XXIX

2K 381 158
                                    

-Dua Puluh Sembilan-
Kamunya Aku
ㅡㅡ

Jika berbicara tentang kebahagiaan, manusia tentu memiliki cara dan takarannya masing-masing. Ada yang bahagia hanya karena mengidolakan seseorang atau melihat hewan peliharaan berlarian dengan lincah. Ada yang mengukur kebahagiaan lewat materi—memiliki semua barang branded dan gadget yang up to date. Ada juga yang bahagia karena pencapaian sempurna dalam hidup. Namun manusia seringkali belum cukup, merasa kurang padahal kebahagiaan yang diberikan Tuhan sudah melimpah. Padahal jika ingin merasakan kebahagiaan yang sesungguhnya, kita sebagai makhluk ciptaan yang paling sempurna hanya perlu bersyukur dan berhenti mengeluh. Andai itu dilakukan, kita pasti menjadi insan dengan tingkat kebahagiaan tertinggi.

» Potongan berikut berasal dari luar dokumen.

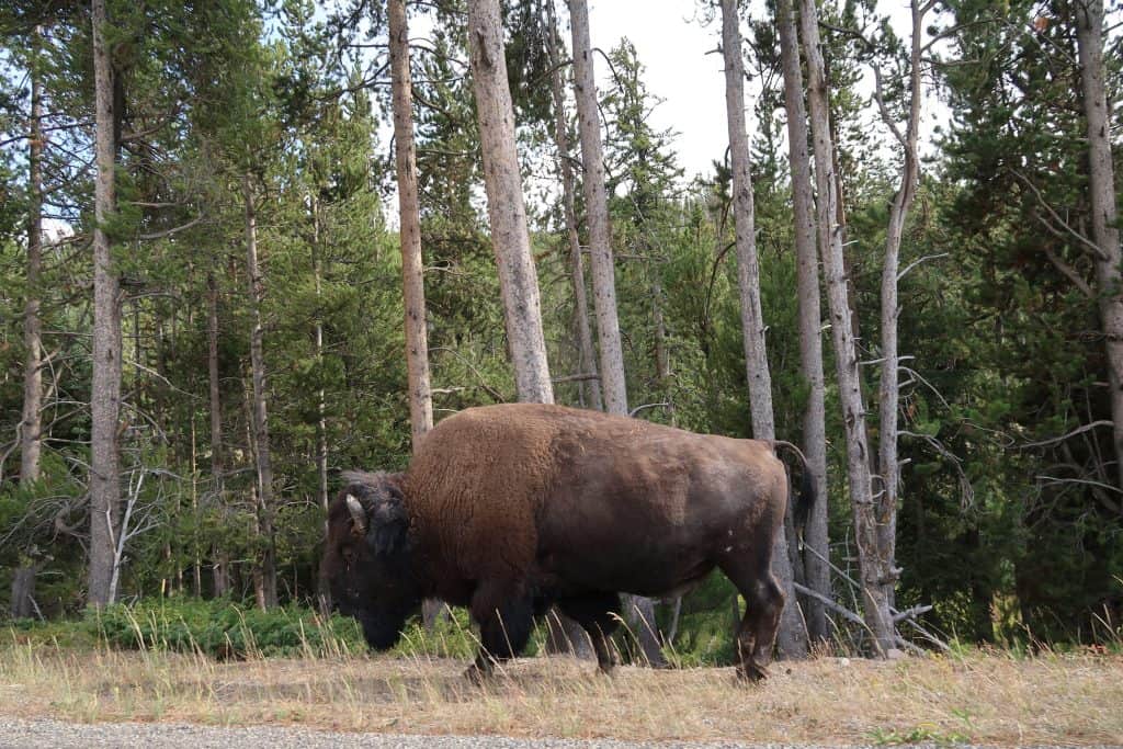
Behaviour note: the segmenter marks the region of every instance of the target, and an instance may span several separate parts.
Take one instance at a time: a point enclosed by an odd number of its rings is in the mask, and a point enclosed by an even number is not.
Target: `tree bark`
[[[553,403],[554,386],[546,362],[538,276],[530,254],[499,0],[469,0],[468,52],[492,247],[499,266],[515,390],[520,401]]]
[[[870,485],[866,405],[858,369],[858,347],[850,319],[841,227],[836,221],[838,185],[832,163],[834,144],[830,129],[830,102],[823,73],[819,17],[814,0],[800,1],[800,26],[807,60],[807,106],[814,139],[820,253],[827,277],[839,400],[846,429],[847,476],[858,546],[858,564],[861,569],[862,608],[866,624],[873,637],[873,650],[884,657],[896,646],[889,602],[884,595],[885,578],[891,570],[883,569],[879,564],[877,509]]]
[[[803,103],[803,68],[792,0],[777,0],[780,58],[784,68],[784,104],[787,110],[788,164],[792,170],[792,207],[795,216],[796,289],[800,307],[800,372],[809,386],[803,412],[803,454],[814,478],[819,497],[804,529],[804,544],[812,552],[803,558],[806,585],[831,596],[831,573],[827,501],[827,408],[824,404],[822,307],[819,293],[819,258],[815,246],[814,199],[811,186],[811,156],[807,152],[807,110]],[[821,601],[804,602],[807,633],[812,641],[825,641],[831,631]]]
[[[210,399],[211,487],[214,504],[226,512],[222,478],[222,400],[218,380],[218,280],[207,274],[207,378]],[[225,595],[230,587],[228,557],[219,544],[211,546],[211,579],[214,595]]]
[[[320,201],[313,188],[309,195],[309,208],[312,219],[312,276],[316,283],[316,298],[323,295],[323,259],[320,252]],[[317,302],[319,307],[320,302]],[[316,360],[323,366],[323,317],[316,313]],[[323,537],[328,537],[328,420],[327,398],[321,386],[316,401],[316,502],[323,512]],[[331,590],[322,575],[317,577],[316,596],[320,613],[327,618],[331,614]]]
[[[121,308],[112,263],[108,223],[116,212],[113,172],[119,112],[113,107],[113,68],[106,42],[106,0],[92,0],[95,139],[93,228],[93,373],[90,459],[90,568],[86,596],[91,605],[112,603],[110,581],[120,515],[119,436],[121,398]]]
[[[405,364],[409,372],[413,449],[432,429],[429,344],[426,331],[421,258],[421,212],[418,208],[417,150],[413,145],[413,84],[410,75],[409,21],[405,0],[390,0],[390,80],[393,89],[394,143],[398,146],[398,213],[401,223],[402,291],[405,300]]]
[[[398,216],[402,250],[402,298],[405,308],[405,367],[413,449],[432,429],[429,384],[429,339],[426,329],[424,264],[421,255],[421,210],[418,202],[417,147],[413,141],[413,82],[410,71],[409,16],[405,0],[390,0],[390,83],[393,92]],[[422,619],[431,630],[442,608],[426,601]]]
[[[745,64],[741,58],[741,29],[737,0],[721,0],[721,18],[722,53],[725,61],[725,115],[733,167],[733,221],[737,232],[738,282],[741,292],[741,335],[745,344],[745,369],[749,383],[749,405],[752,412],[752,436],[756,439],[772,440],[776,438],[776,424],[764,313],[760,309],[760,265],[754,226],[749,138],[745,129]],[[805,657],[806,631],[795,597],[787,537],[783,531],[776,535],[772,568],[787,600],[776,636],[779,655],[787,658]]]
[[[35,563],[21,564],[16,568],[11,581],[12,619],[30,619],[35,615],[35,575],[38,566]]]
[[[601,144],[601,118],[596,102],[596,77],[588,33],[588,3],[569,0],[569,27],[573,36],[574,94],[577,100],[577,127],[581,134],[581,162],[584,168],[585,212],[588,222],[588,252],[593,273],[593,309],[601,348],[601,389],[604,410],[628,413],[628,386],[624,356],[617,316],[617,281],[612,261],[612,231],[609,226],[609,199],[604,186],[604,149]],[[666,665],[656,630],[655,602],[641,596],[624,596],[624,613],[636,630],[640,647],[652,666]]]
[[[569,118],[565,110],[560,55],[558,54],[562,39],[558,36],[554,0],[547,0],[546,12],[546,51],[553,71],[550,73],[550,94],[554,98],[554,143],[558,149],[558,171],[562,174],[562,203],[565,211],[566,237],[569,240],[574,317],[581,351],[577,371],[581,374],[596,375],[596,349],[593,344],[593,330],[588,323],[588,298],[585,293],[585,258],[581,252],[581,239],[577,231],[573,164],[569,162]],[[604,410],[600,377],[583,381],[582,389],[585,391],[590,408],[594,411]]]
[[[901,310],[897,301],[897,274],[901,267],[901,239],[920,179],[916,141],[923,94],[921,91],[921,35],[924,30],[923,22],[926,12],[920,7],[917,0],[912,0],[910,7],[912,46],[909,74],[909,121],[905,126],[904,143],[902,144],[904,165],[901,173],[901,186],[893,197],[893,203],[889,207],[889,222],[885,232],[885,263],[882,271],[882,382],[878,402],[880,409],[878,464],[882,491],[877,499],[877,535],[878,566],[883,570],[882,596],[889,606],[893,606],[896,597],[897,502],[901,488],[901,464],[897,457],[897,412],[901,400],[900,353],[897,350],[897,319]],[[879,91],[877,97],[880,102]],[[886,124],[892,126],[884,106],[883,116]]]
[[[588,6],[585,0],[569,0],[569,26],[573,31],[574,93],[581,133],[581,161],[584,167],[585,212],[588,222],[588,250],[593,273],[593,309],[601,347],[601,385],[609,413],[628,413],[628,387],[624,356],[617,317],[617,281],[612,262],[612,236],[609,226],[609,200],[604,186],[604,150],[601,144],[601,118],[596,108],[596,79],[588,37]]]
[[[1080,88],[1088,133],[1092,240],[1099,248],[1095,257],[1096,291],[1107,353],[1115,467],[1120,487],[1123,487],[1123,287],[1120,277],[1115,173],[1112,165],[1112,120],[1104,85],[1104,4],[1102,0],[1076,0],[1075,4]]]
[[[38,39],[38,29],[35,38]],[[33,57],[31,116],[28,118],[27,299],[24,302],[24,419],[20,431],[19,482],[27,486],[39,477],[43,448],[43,326],[39,320],[39,273],[43,266],[43,94],[38,58]]]
[[[270,450],[270,426],[266,410],[265,354],[263,346],[262,300],[265,284],[257,265],[257,216],[254,208],[254,191],[249,175],[241,180],[243,197],[246,202],[246,268],[249,275],[249,299],[253,304],[254,328],[249,336],[249,363],[253,374],[253,438],[256,445],[257,469],[257,520],[263,539],[258,552],[257,572],[259,593],[258,605],[268,609],[277,604],[276,537],[273,528],[273,462]],[[259,577],[258,577],[259,576]]]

Sebagai gadis yang baru saja dipatahkan hati dan harapannya, awalnya Jihan memang meronta pada Tuhan untuk mengembalikan sumber kebahagiaannya. Tapi lama-kelaman gadis itu meluluh beriring terbitnya harapan baru. Perlahan gadis itu bersyukur, mungkin Tuhan memiliki maksud baik. Mungkin Yang Kuasa sedang mencoba melepaskan hamba-Nya dari kubangan dosa yang terlalu besar. Senyum gadis itu sudah kembali sepenuhnya meski hati belum terbebas dari luka. Tidak mudah, sungguh. Sekuat apapun Jihan mencoba bersyukur dan ikhlas, rasa tak rela untuk melepaskan masih tetap tinggal sekalipun harapan besar sudah terpampang di depan mata.

Jungkook dan segala ketulusannya masih bertahan untuk Jihan meski ia tahu kalau gadis itu sama sekali belum berlari menujunya. Bibir boleh saling bertaut, hati siapa yang tahu? Malam itu, bilah bibir mereka saling menyapa kembali namun keraguan meliputi salah satunya. Bibir Jihan memang manis, namun terasa ragu pada tiap sapuannya. Dan Jungkook, merasakan itu dengan jelas. Apalagi saat mereka kembali mencipta jarak dan manik mereka bertemu dalam satu garis lurus, pemuda Jeon itu semakin menemukan keraguan yang begitu banyak. Jihan jelas sedang berusaha menyingkirkan sisa-sisa sentuhan Hoseok dengan cara merasakan sentuhan lain.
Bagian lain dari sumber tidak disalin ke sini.